Si tratta di un libro prezioso perché dipinge un quadro degli avvenimenti basandosi non solo su un’ampia documentazione ma anche perché scritto da uno dei protagonisti delle vicende narrate. Trockij era il presidente del Soviet di Pietrogrado da cui scoppiò la scintilla rivoluzionaria e fu organizzatore e comandante dell’Armata Rossa che, sotto la sua guida, sconfisse l’Armata Bianca e trattò la pace di Brest-Litovsk con gli imperi centrali. L’autore cerca di offrire un quadro obiettivo dei fatti, di non parlare delle proprie «questioni personali», ma ciò nonostante il libro ha un’indubbia posizione politica: Trockij odiava Stalin e non nasconde l’avversione nei suoi confronti, non perde occasione per screditarlo. D’altra parte, come notò Pavel Miljukov, Ministro degli esteri del governo provvisorio, Stalin a sua volta invidiava l’intelligenza di Trockij e odiava in lui l’uomo di cultura.
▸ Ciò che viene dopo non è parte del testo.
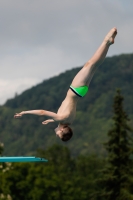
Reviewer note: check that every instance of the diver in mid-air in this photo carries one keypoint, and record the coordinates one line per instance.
(78, 88)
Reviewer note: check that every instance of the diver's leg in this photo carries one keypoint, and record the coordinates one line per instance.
(85, 75)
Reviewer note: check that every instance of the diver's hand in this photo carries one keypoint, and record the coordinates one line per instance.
(18, 115)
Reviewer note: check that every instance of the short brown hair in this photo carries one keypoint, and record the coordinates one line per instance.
(67, 134)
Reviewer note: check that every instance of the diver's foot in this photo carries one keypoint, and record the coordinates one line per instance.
(109, 39)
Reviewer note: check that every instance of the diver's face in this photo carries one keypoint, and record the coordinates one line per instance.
(59, 131)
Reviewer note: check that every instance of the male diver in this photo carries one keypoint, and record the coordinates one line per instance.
(78, 88)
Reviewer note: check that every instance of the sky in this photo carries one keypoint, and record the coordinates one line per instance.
(42, 38)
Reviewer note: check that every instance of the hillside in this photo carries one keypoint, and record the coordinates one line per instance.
(94, 111)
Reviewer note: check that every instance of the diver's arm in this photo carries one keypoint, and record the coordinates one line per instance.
(47, 121)
(54, 116)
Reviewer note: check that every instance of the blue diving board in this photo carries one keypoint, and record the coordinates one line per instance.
(22, 159)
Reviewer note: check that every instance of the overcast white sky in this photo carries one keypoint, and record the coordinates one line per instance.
(42, 38)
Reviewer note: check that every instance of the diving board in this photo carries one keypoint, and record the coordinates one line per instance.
(22, 159)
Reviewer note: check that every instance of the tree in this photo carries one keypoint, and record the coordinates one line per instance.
(116, 181)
Non per nulla fu proprio l’intelligencija a soffrire maggiormente per la sua sconfitta: una volta eliminata l’opposizione di sinistra e instaurata la burocratizzazione totalitaria che caratterizza il regime staliniano, venne meno l’ombrello di protezione che Trockij aveva offerto ai «compagni di strada», quei letterati che avevano accettato la rivoluzione, pur non abbracciandola nella sua totalità.
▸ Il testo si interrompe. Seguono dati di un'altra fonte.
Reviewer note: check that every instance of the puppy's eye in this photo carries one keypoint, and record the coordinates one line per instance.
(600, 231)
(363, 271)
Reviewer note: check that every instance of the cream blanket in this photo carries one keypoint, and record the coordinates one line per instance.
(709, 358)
Disegnando un affresco storico degli avvenimenti, l’autore sottolinea i legami fra la rivoluzione di febbraio e quella di ottobre. La prima non aveva, a suo avviso, alcuna possibilità di sopravvivere e non era altro che «un guscio, nel quale si celava l’anima nascosta della rivoluzione d’ottobre», come scrive nella prefazione all’edizione berlinese, qui riprodotta. Quella di febbraio fu una vittoria facile, piena di entusiasmi, senza collisioni né vittime, cui seguì l’ottobre, «una rivoluzione come un turbine di bufera, come una tempesta di neve», scrive il poeta simbolista Aleksandr Blok nel suo saggio L’intelligencija e la rivoluzione, esortando ad ascoltarne la musica, lo slancio creativo.
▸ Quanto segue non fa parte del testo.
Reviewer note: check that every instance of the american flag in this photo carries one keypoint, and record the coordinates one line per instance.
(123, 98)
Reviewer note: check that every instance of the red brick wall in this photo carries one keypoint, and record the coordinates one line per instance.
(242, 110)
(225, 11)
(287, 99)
Trockij, pur essendo uno dei protagonisti della rivoluzione, la vede in una prospettiva storica, cerca di mettersi a distanza dagli avvenimenti, parla di sé in terza persona, si chiama per nome, ponendosi sullo stesso piano degli altri attori della storia pur senza nascondere il suo obiettivo vantaggio. Riconoscendo la parte di memoria presente nel libro, insiste però sul carattere oggettivo della sua ricostruzione, sulla sua volontà di tenere fuori emozioni e stati d’animo. Del resto, le fonti dell’opera sono eccezionali: giornali, riviste, memorie, verbali, documenti ancora manoscritti, resi accessibili ai bolscevichi dopo la conquista del potere.
Forse la rilettura di questo avvincente libro di Trockij potrebbe aiutare la società russa ad avviare una riflessione sul passato. Chissà se l’immagine del rivoluzionario puro e duro, spingerà le nuove generazioni a interessarsi ai dieci giorni che, comunque la si pensi, sconvolsero il mondo.